Based on these findings, to ensure artists can view the USD file at 30fps, we decided to call stageView.renderSinglePass for every frame when opening a stage in usdview. This approach works, but introduces a new issue: the process takes too long. For files with more than 10,000 time samples (we use value clips), it takes over 15 minutes to render the entire stage, forcing users to wait.
I considered rendering multiple frames concurrently, since even HdRenderIndex uses a lot of parallel computation in the SyncAll function, usdview doesn’t seem to fully utilize CPU or GPU resources. When I tried to add concurrency in UsdImagingGLEngine, I found that Hydra is not thread-safe when marking dirty states or retrieving render parameters.
So, is there any way to render multiple frames concurrently, or any other approach to cache topology and so on before playback? We don’t need to edit the stage—just review it—so I hope this makes things easier. Any suggestions are appreciated. Thank you!
Note:
I also tried fetching all time-varying attributes before playback, but as mentioned above, the main bottleneck seems to be in Hydra, so this didn’t help much.
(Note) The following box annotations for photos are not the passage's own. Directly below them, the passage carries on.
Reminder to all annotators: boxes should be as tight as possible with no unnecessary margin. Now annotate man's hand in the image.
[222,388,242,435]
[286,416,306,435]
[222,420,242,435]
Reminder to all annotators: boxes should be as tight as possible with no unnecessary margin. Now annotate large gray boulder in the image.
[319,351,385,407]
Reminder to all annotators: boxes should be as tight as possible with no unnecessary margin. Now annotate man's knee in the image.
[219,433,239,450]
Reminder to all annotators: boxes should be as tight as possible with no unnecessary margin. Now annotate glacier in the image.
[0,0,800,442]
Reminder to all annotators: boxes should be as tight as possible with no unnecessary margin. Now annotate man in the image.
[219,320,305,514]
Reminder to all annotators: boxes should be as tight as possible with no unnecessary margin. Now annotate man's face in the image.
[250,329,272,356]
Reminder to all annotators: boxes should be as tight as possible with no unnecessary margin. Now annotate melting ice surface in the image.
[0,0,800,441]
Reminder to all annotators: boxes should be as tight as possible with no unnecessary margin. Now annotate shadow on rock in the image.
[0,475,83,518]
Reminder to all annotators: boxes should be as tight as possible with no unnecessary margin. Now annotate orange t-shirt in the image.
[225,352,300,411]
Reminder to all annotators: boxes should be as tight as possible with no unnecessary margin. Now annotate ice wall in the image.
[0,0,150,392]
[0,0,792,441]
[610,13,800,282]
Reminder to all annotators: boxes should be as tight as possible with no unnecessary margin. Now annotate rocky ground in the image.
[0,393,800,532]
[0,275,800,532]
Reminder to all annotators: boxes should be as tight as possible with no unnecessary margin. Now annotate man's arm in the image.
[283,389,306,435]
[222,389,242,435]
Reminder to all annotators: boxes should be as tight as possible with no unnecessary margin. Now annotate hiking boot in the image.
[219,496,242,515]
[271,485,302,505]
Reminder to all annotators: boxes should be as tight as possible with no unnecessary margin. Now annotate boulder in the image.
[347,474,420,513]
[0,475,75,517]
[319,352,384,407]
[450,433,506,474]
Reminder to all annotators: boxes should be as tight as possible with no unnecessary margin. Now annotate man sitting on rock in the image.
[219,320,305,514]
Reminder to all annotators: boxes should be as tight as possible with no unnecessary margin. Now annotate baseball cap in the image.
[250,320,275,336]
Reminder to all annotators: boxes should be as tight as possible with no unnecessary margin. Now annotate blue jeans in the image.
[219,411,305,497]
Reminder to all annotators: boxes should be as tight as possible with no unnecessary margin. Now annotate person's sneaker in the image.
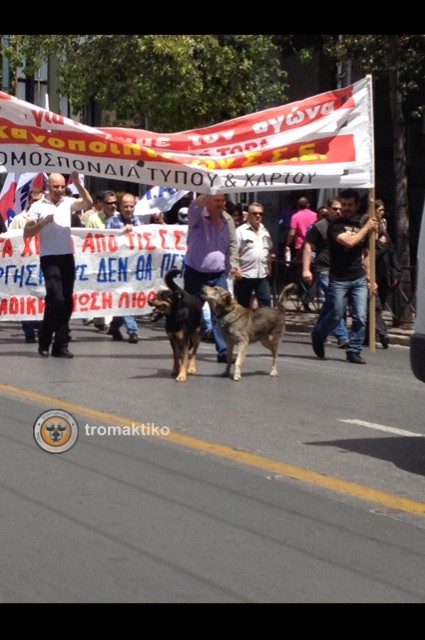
[52,347,74,358]
[347,351,366,364]
[311,331,325,360]
[108,329,124,340]
[379,336,390,349]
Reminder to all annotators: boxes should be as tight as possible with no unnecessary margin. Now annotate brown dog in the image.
[149,269,203,382]
[202,283,294,380]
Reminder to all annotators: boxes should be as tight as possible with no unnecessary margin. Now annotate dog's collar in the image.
[215,307,246,322]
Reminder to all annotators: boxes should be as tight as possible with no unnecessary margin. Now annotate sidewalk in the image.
[286,299,414,347]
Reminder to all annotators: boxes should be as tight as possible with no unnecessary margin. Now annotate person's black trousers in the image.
[38,253,75,350]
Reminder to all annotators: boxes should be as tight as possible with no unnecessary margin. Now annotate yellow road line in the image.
[0,383,425,516]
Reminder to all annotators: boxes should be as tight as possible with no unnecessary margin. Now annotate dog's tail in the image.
[164,269,182,291]
[277,282,296,311]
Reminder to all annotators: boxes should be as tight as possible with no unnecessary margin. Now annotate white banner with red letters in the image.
[0,76,374,193]
[0,224,187,321]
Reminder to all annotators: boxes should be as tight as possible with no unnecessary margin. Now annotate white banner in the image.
[0,224,187,321]
[134,186,189,222]
[0,77,374,193]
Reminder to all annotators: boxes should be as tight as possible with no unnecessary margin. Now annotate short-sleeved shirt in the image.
[328,218,367,280]
[305,218,330,271]
[28,196,75,256]
[186,200,238,273]
[236,222,273,278]
[290,209,317,249]
[86,209,109,229]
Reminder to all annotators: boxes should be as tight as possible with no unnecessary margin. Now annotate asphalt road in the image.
[0,320,425,602]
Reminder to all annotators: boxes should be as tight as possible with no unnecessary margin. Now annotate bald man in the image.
[24,171,93,358]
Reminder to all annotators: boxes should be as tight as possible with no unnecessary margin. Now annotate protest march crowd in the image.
[0,171,401,364]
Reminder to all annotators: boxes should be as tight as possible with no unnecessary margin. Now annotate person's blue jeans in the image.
[109,316,139,335]
[184,265,229,356]
[316,271,348,341]
[313,276,368,353]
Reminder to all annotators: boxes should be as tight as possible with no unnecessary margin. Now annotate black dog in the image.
[149,269,203,382]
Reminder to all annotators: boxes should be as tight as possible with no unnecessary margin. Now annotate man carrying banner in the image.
[184,194,241,362]
[311,188,378,364]
[24,171,93,358]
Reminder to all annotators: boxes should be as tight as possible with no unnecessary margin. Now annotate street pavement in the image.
[286,299,414,347]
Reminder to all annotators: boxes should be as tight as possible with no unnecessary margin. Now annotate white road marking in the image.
[339,419,424,438]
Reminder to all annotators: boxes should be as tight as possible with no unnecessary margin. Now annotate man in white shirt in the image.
[234,202,273,307]
[24,171,93,358]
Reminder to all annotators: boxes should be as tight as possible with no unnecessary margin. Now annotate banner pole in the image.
[366,74,376,353]
[368,187,376,353]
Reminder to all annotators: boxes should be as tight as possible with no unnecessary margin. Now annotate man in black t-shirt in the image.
[302,198,348,349]
[311,189,378,364]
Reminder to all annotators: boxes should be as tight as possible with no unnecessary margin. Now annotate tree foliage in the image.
[323,35,425,114]
[324,35,425,321]
[0,35,286,132]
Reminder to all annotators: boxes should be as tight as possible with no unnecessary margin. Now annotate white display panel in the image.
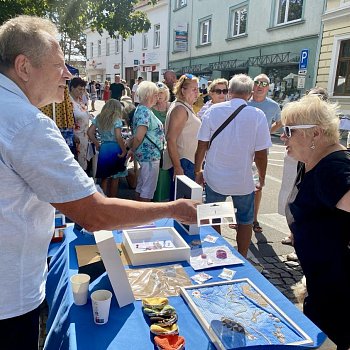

Sending this over to the Hydra category. There is definitely the option of adding frame-caching to usdview for play-blasting, so that playthrough after the first time will be fast, but that would not address the “15 minutes to render all frames” latency.
There isn’t currently a way to ask Hydra to render frames concurrently, but I agree with spiff that adding frame-caching for play-blasting to usdview would be helpful to achieve guaranteed playback rates for heavy scenes.
I assume you are already presenting progress frames to the user so they are getting some visual feedback while the frame sequence is pre-rendering.
Storm is specifically designed to cache mesh topologies. So if only points are moving after the first frame then the time spent processing mesh topologies should be minimal for subsequent frames. I think that aligns with the time improvement you are seeing after the first frame has been processed.
If the data starts on network storage then it is easy for storage access time to be the overall bottleneck regardless of the renderer, but that should also improve significantly once the data is present in a local disk cache.
SyncAll is only one of the parallel data processing points Hydra Storm. With lots of dynamic mesh points data you might also see parallel CPU tasks and GPU compute tasks during resource registry Commit.
Thanks to spiff and davidgyu for clarifying that Hydra currently cannot render frames concurrently. Your feedback saved me from spending more time pursuing that path.
While using usdview, I noticed something surprising: even after closing usdview, if I reopen the same file, the cache still seems to remain. This means that if I have already played back the entire stage once, I don’t need to re-render it again the next time. I’m not exactly sure why this happens (I’m working on Windows 10 with an NVIDIA GPU) and I also haven’t figured out when exactly the cache gets cleared (the only thing I’m certain of is that it will be cleared if I restart the computer or render several other files).
This gave me a new idea to address our earlier performance problem.
I wrote a standalone program that creates a GarchGLDebugWindow (similar to the tests inside USD) and instantiates an isolated UsdImagingGLEngine. I then pass it the same stage that usdview currently has open — and it works! If the standalone “renderer” renders the entire stage, the cache is also valid inside usdview.
Because this standalone renderer is independent of usdview, we can simply use multiple processes to start more than one renderer, each responsible for a different frame range of the same stage. In our case, running four processes fully utilizes the GPU and achieves up to 2× faster pre-rendering compared to the single-process approach.
I’m not sure whether this will work on other systems or hardware, but I hope this idea might help others facing similar playback performance issues.